Donald Trump established himself as the overwhelming favourite to win the Republican presidential nomination with a string of election victories this week. On “Super Tuesday” – the biggest single day of the primary season – the billionaire topped the polls in seven of the 11 voting states, giving him a solid, though not impregnable, lead in the delegate count. Trump’s nearest rival, the conservative firebrand Ted Cruz, won his home state of Texas, along with two other contests. The establishment favourite Marco Rubio won just one, in Minnesota: he nevertheless vowed to fight on. In the lead-up to the polls, Trump had come under concerted attack from Rubio and Cruz, who condemned his initial failure to disavow an endorsement by David Duke, a former grand wizard of the Ku Klux Klan.
On the Democrat side, Super Tuesday cemented Hillary Clinton’s front-runner status. Building on her big weekend victory in South Carolina, she beat her self-proclaimed socialist rival Bernie Sanders in all but four of 11 states.
When Trump started rising in the polls last summer, said The New York Times, the Republican leadership refused to take him seriously. They were content to let the voters decide. Well, the voters are now deciding – and “they are leaning, in unbelievable numbers”, towards a race-baiting demagogue. This has caused disarray in the GOP and led Trump’s rivals to ape his crude rhetoric: Rubio last week resorted to making double entendres about Trump’s “small” hands and joking about him wetting his pants. The GOP is a mess, agreed the Los Angeles Times. Some Republicans are already reconciling themselves to a Trump nomination: former White House hopeful Chris Christie has even endorsed him. Others have vowed to block it. A despairing Senator Lindsey Graham declared that his party had gone “batshit crazy”.
The Democrat race, by contrast, has reverted to a stately “coronation”, said The Wall Street Journal. “Only the FBI probe into [Clinton’s] emails and her mishandling of classified information can derail her now.” And that’s unlikely. It’d take “a brave government employee” to “recommend a criminal charge against a major-party nominee so close to an election”.
“This is really happening,” said Ben Judah in The Independent.
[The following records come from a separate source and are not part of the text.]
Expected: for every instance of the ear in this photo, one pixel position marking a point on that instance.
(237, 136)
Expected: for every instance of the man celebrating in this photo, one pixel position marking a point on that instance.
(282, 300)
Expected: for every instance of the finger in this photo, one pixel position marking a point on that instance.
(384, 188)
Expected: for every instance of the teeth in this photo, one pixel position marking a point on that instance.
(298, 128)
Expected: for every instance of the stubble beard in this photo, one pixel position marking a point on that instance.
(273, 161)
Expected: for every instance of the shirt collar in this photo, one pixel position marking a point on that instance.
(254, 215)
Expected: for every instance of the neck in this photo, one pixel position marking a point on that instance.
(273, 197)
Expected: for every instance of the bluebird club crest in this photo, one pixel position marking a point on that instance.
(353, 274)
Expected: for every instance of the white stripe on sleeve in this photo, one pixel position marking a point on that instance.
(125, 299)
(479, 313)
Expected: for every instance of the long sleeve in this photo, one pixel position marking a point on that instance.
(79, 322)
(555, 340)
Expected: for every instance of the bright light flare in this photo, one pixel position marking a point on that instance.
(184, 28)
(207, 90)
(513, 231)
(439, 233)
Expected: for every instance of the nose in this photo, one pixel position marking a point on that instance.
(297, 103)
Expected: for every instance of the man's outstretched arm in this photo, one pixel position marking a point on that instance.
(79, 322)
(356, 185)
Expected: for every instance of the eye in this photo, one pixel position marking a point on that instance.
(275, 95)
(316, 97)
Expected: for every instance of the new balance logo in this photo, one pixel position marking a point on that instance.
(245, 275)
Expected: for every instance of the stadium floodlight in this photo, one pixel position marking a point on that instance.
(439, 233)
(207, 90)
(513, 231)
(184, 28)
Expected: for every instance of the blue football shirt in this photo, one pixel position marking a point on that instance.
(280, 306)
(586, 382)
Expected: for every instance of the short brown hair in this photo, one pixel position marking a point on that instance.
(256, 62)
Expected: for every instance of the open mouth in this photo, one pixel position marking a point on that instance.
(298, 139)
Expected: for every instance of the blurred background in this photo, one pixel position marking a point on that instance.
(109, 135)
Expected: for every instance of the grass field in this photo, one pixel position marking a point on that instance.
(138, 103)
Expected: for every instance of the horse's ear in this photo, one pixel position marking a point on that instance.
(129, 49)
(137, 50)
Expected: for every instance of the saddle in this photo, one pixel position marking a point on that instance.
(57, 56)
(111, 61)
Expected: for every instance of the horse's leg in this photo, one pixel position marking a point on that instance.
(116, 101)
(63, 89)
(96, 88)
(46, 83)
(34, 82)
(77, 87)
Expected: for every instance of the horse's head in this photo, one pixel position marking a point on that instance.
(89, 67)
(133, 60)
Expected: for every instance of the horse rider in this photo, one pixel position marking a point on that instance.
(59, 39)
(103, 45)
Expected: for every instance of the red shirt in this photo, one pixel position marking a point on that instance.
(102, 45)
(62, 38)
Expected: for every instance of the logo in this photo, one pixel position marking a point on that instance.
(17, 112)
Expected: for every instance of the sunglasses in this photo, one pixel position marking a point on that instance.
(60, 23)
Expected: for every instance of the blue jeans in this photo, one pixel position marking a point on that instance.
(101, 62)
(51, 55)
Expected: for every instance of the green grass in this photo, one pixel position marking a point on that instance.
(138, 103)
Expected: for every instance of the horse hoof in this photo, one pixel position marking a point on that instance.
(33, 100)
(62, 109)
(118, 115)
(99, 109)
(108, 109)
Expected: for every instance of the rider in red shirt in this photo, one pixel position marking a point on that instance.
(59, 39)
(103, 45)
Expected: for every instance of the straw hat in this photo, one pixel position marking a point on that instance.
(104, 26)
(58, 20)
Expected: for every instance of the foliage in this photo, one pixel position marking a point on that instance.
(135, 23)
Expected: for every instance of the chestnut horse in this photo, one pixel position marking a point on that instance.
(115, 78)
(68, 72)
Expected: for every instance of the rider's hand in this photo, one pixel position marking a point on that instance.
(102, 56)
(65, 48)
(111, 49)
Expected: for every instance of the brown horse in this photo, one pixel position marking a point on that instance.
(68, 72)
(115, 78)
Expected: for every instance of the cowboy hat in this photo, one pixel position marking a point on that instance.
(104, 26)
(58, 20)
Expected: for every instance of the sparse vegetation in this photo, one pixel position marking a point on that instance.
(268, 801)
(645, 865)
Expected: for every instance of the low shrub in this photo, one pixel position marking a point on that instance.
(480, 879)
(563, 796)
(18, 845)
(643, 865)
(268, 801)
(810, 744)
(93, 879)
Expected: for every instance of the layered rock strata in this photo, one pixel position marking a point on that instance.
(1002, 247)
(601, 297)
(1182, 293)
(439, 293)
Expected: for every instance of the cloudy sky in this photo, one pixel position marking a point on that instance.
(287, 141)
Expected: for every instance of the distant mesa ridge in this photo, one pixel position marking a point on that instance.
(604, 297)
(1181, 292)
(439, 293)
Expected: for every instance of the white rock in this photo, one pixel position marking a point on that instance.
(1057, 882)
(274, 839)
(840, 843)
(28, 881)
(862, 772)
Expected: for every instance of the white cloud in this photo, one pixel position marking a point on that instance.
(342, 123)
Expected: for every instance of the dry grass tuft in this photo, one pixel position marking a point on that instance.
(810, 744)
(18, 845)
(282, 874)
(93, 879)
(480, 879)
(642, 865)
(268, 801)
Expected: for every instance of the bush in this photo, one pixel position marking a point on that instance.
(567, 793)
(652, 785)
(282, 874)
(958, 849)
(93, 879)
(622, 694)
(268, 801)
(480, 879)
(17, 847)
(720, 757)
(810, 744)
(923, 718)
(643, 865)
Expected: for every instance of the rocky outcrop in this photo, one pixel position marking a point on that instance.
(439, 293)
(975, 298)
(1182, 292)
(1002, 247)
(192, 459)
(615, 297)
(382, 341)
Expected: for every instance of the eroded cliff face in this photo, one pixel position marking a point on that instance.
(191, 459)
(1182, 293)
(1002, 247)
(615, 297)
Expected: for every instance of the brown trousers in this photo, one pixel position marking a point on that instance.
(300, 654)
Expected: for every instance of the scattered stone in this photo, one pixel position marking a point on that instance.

One of the contenders in
November’s presidential election looks set to be a man who wants to build a “great, beautiful wall” along the border with Mexico, and deport America’s 11 million illegal immigrants – an operation that would cost “an estimated minimum $420bn”; a man who wants to launch an economic war against China by branding it a “currency manipulator”; who openly admires Russia’s Vladimir Putin and who would give Putin carte blanche in the Middle East. Trump hasn’t hijacked the Republican Party, said Robert Kagan in The Washington Post. He is “its creation, its Frankenstein’s monster”. For years the party has been fuelling these nativist prejudices for its own political benefit. Now, in “a bit of cosmic justice fit for a Greek tragedy”, it is being destroyed by the forces it unleashed, and its creation “will soon be let loose on the land”.
It’s “almost certainly too late to stop Mr Trump’s hostile takeover of the Republican Party”,
said Edward Luce in the FT, but could he go on to win the presidency? On paper, that looks
implausible: his polarising policies should ensure he loses in “a landslide” to Clinton. But the
experts have been proved wrong many times in this strange election (just three months ago, Nate Silver, the guru of election forecasts, was still putting Trump’s chances of winning the Republican nomination at just 2%). Besides, Trump does have some things going for him. He is well placed, for instance, to take on Wall Street, something America is “itching to do”. When Clinton was making $225,000 speeches to Goldman Sachs, Trump was imposing haircuts on his creditors. He may be a “con artist”, as Rubio claims, but Trump “knows how to make a deal”. Clinton will need to play her cards well, said Frank Bruni in The New York Times. Her advisers are preparing a ruthless line of attacks against Trump – a strategy that has been characterised as less “hope and change” than “hate and castrate”. But such negative tactics could rebound on her. While Clinton is certainly tough enough to fight an “ugly contest”, has she “honed the character and nimbleness to prevail in a more inspiring, unifying way”?
The next key date in the primary season is 15 March, reports CNBC.com. Rubio’s home state of Florida is staging a winner-takes-all primary on that day, with 99 delegates at stake (in this week’s contests, delegates were allocated in proportion to each candidates’ share of the vote). If Rubio can’t beat Trump there (and he’s currently trailing), the race will effectively be over. In the event that neither Trump nor any of his GOP rivals secures a requisite majority of the total 2,472 delegates before July, the Republicans would hold a brokered convention, at which delegates would be free to reassign their support to other candidates.